Deklaracje PIT-36, PIT-36L, PIT-37, PIT-38, PIT-39 muszą trafić do skarbówki najpóźniej 30 kwietnia. Mimo że złożenie druków po terminie wciąż jest ważne, a urząd nie ma prawa odmówić ich przyjęcia, podatnicy muszą przygotować się na ewentualne konsekwencje. Spóźnione rozliczenie roczne najczęściej traktowane jest jako wykroczenie skarbowe. W tym roku kary będą bardziej dotkliwe. To konsekwencja wzrostu stawki minimalnego wynagrodzenia, na podstawie którego określa się stawki za wykroczenia i przestępstwa skarbowe. Spóźnienie ze złożeniem PIT może zatem skutkować nałożeniem na podatnika kary grzywny. Ta w 2018 roku wynosi od 210 do 4200 zł. W sytuacji, w której podatnik odmówi przyjęcia mandatu i sprawa trafi do sądu, który będzie rozstrzygał sprawę grzywna wymierzona przez sąd wyrokiem może być większa: od 210 zł do 42 000zł. W przypadku przestępstw skarbowych, podatnik zostanie ukarany grzywną w wysokości do 720 stawek dziennych. Minimalna wysokość stawki dziennej to w tym roku 70 zł, zaś maksymalna 28 000 zł.
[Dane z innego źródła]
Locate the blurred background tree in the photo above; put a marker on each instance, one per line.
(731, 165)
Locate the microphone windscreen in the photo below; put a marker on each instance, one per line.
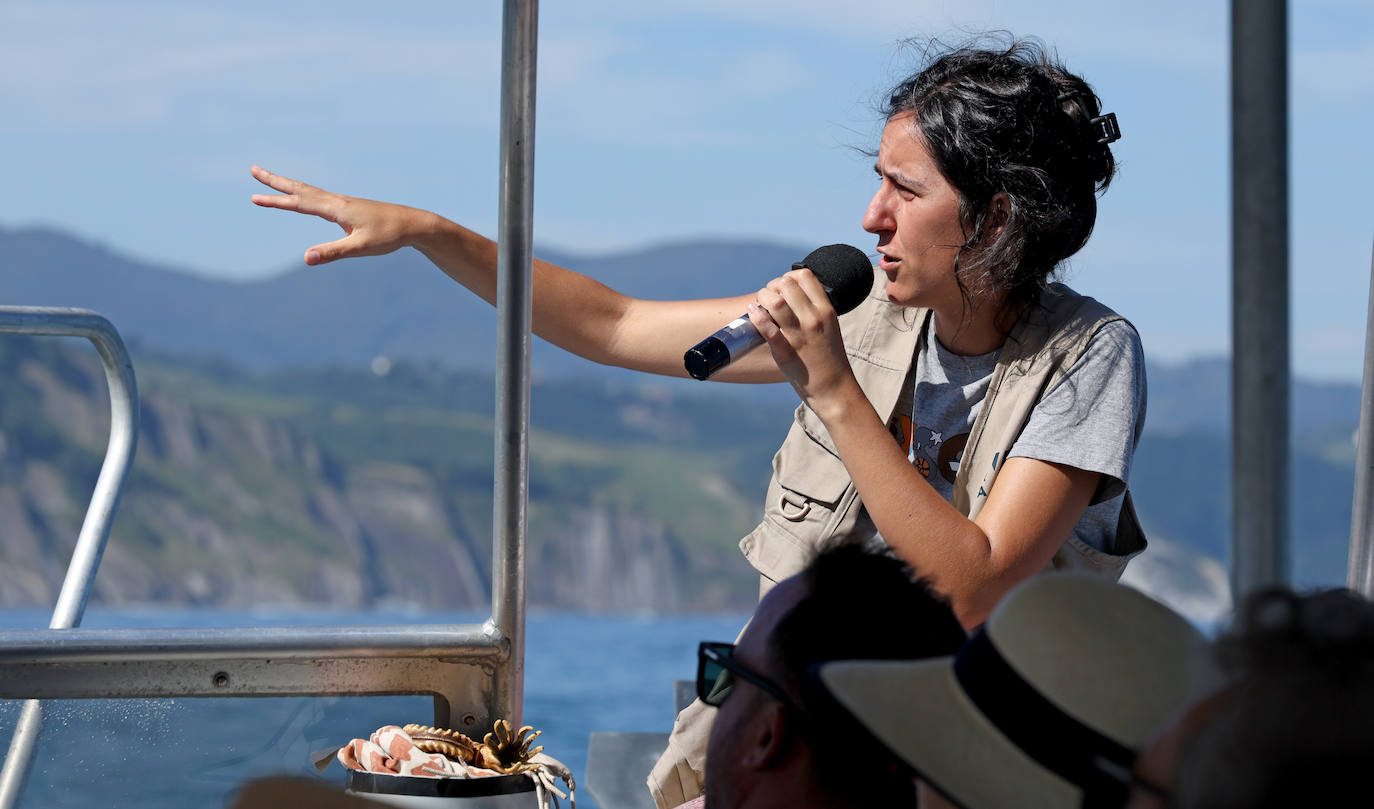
(844, 271)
W 2017 roku przyjęto zmiany, które zakładają, że składane co roku zeznania podatkowe PIT-37 – na wniosek podatnika – będzie wypełniał Urząd Skarbowy. Miałoby to dotyczyć osób, które osiągają dochody w oparciu o umowę o pracę, umowę o dzieło, zlecenie czy praw autorskich. Należy przesłać druk PIT-WZ, na podstawie którego, urzędnicy wypełnią PIT za podatnika. W tym przypadku także należy pamiętać o terminach. PIT-WZ składamy do 16 kwietnia, zaś deklaracje samodzielnie wypełniane- do końca kwietnia. Ustawowy termin zwrotu podatku z PIT to 3 miesiące od daty poprawnego złożenia deklaracji.
Artykuł pochodzi z wydania papierowego Ziemi Strzeleckiej nr 7/2018.